Terran Orbital Receives $100M Lockheed Martin Investment, Ends Plans for PredaSAR Constellation
Satellite designer and manufacturer Terran Orbital Corp. on Monday said it has received a $100 million investment from Lockheed Martin to allow the company to accelerate and expand its manufacturing capabilities.
Lockheed Martin now owns 33.5% of Terran Orbital, which is supplying dozens of nanosatellite buses to Lockheed Martin for the Space Development Agency’s (SDA) Transport Layer of mesh networking satellites.
The two companies also have entered into a new strategic cooperative agreement through 2035 that allows Terran Orbital to pursue more opportunities through Lockheed Martin. The companies had a prior strategic agreement that ran into 2031.
The expanded relationship with Lockheed Martin opens new doors for Terran Orbital and “we’ll sort out what doors to go through,” Marc Bell, co-founder, chairman and CEO of Terran Orbital, told Defense Daily. “Our future just got brighter.”
Terran Orbital said in announcing the new investment and agreement that the companies will share expertise to advance technologies across military, commercial, and civil customers by focusing on mission assurance with satellites and constellation architectures, delivering innovative solutions quickly, on schedule, and affordably at scale.
Terran Orbital went public earlier this year, not long after Russia launched its unprovoked war against Ukraine that is still ongoing.
The war was a “sea change” moment for the commercial satellite imaging industry, demonstrating that there is not near enough synthetic aperture radar (SAR) capacity, Bell said. And by going public, Terran Orbital decided not to pursue its own constellation of SAR satellites and instead be a manufacturer of choice for commercial and government customers, he said.
Terran Orbital said it will provide customers SAR satellites based on its PredaSAR product line. Given demand for SAR satellites and a five-year replacement cycle shows that focusing on satellites and related capabilities for customers is the right business model, Bell said.
Bell said that private equity firm AE Industrial Partners’ acquisition in early October of York Space Systems at a reported $1.1 billion enterprise value demonstrates that Terran Orbital is taking the right approach to the market, Bell said. Terran Orbital is a larger company and the York deal showed that “we are undervalued,” he said.

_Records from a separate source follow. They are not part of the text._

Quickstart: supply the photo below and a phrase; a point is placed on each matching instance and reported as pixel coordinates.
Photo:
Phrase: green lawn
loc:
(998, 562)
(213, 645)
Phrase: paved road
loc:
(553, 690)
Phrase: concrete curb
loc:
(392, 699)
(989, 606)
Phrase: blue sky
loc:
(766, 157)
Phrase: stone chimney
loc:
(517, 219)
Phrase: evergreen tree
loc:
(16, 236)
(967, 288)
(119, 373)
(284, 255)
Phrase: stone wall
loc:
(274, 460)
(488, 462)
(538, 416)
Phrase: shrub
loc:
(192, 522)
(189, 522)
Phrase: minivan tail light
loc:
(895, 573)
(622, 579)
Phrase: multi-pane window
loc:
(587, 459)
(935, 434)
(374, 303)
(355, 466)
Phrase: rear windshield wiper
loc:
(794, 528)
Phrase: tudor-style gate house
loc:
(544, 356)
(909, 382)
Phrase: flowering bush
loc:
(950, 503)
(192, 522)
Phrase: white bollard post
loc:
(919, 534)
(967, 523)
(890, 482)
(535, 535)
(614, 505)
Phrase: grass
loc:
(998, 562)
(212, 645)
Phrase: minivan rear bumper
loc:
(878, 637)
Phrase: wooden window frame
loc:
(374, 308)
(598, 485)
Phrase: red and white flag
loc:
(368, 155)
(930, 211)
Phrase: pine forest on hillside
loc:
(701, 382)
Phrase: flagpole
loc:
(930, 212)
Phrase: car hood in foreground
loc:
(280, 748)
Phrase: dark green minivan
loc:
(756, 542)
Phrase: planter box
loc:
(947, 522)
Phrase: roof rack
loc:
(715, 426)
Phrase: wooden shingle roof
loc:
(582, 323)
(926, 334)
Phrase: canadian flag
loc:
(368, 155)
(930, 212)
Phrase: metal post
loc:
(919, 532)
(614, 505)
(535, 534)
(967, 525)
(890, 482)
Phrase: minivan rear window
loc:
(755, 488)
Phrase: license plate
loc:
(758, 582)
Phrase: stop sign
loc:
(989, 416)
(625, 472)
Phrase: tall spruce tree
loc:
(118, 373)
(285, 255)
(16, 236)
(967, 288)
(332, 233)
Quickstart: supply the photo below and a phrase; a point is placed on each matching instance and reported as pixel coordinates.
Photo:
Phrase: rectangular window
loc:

In its release, Terran Orbital said it can do more to meet the “growing unmet needs in adjacent markets to the company’s core satellite offering,” including expanding its products and services to include SAR, electro-optical, hyperspectral, infrared and secure communication payloads, satellite subassemblies and components such as star trackers, reaction wheels, battery solutions, and guidance, navigation and control solutions, and mission operations using the company’s and its partners’ ground networks.
“In today’s market, customers want the industry to determine the leaders that will deliver timely, quality, and affordable solutions across a variety of missions,” Bell said in a statement. “This is a continued expansion of our collaboration with Lockheed Martin, and complements and accelerates the decision Terran Orbital made amid the lingering supply chain crisis to continue to vertically integrate products and components to facilitate full in-house satellite and manufacturing production. We see the opportunity to dramatically ramp up our capabilities and external product offerings, which we believe will move Terran Orbital toward profitability.”
Terran Orbital said it had planned to expand its manufacturing on Florida’s Space Coast but with the new investment from Lockheed Martin it will instead accelerate these efforts and base them in Irvine, Calif., where it has added more than 140,000 square feet of space in the past year.